I first realized why natives hate oil companies in 2006, when a source passed me a previously classified "social contract" between a village of Ecuadorian natives and the Italian oil company AGIP, which he'd gotten through a freedom-of-information claim. The native leaders signed the document, which gave the company access to their lands, and waived any right they had to sue. Lacking only beads and mirrors, the multibillion-dollar company in exchange gave the natives, among other things, a soccer ball and an Ecuadorian flag.
In more than three years living and reporting in South America, as leftist after leftist has come to power, I've interviewed countless people about how their countries are being structured. More often than not, and especially in the wake of the US financial crisis, educated people see free trade as little more than a lie that lines the pockets of the wealthy. They may not be right. But in politics perceptions can count more than truth. If the natives get their way, Peru could follow the statist steps of Venezuela, Bolivia and Ecuador.
One thing is certain: the Bagua solidarity movement is making an impact. Most immediately, it has led to the suspension of some of the worst land decrees.
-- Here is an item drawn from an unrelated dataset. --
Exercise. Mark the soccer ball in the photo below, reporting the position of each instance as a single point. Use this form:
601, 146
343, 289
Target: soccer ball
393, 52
But more broadly, it has shown that millions of poor people of color on this continent are fed up with rich white people setting the rules of the game.
The corporate powers behind these decrees may get at least part of the Amazonian land they're looking for, and the Peruvian government, in turn, may fill its tax coffers. That would be good for many Peruvians who want cheap natural gas and affordable electricity. (Who can blame them?) And while natives may claim ancestral rights to lands atop oil and gas reserves, what's beneath the subsoil belongs to all Peruvians.
Despite all the talk about cultural preservation I've heard from natives and their rich do-gooder supporters, what most indigenous people seem to want is a share of the profits. And they are increasingly tuned in not only to their rights (as established in the Peruvian constitution and by UN declaration) but also to the fact that jungle activism can get them plenty of attention. Sitting at a negotiating table is one thing; shutting down an oil pipeline is another. Whereas natives once cowered before developers, many are now standing up. And that may be the best way to correct these entrenched power imbalances.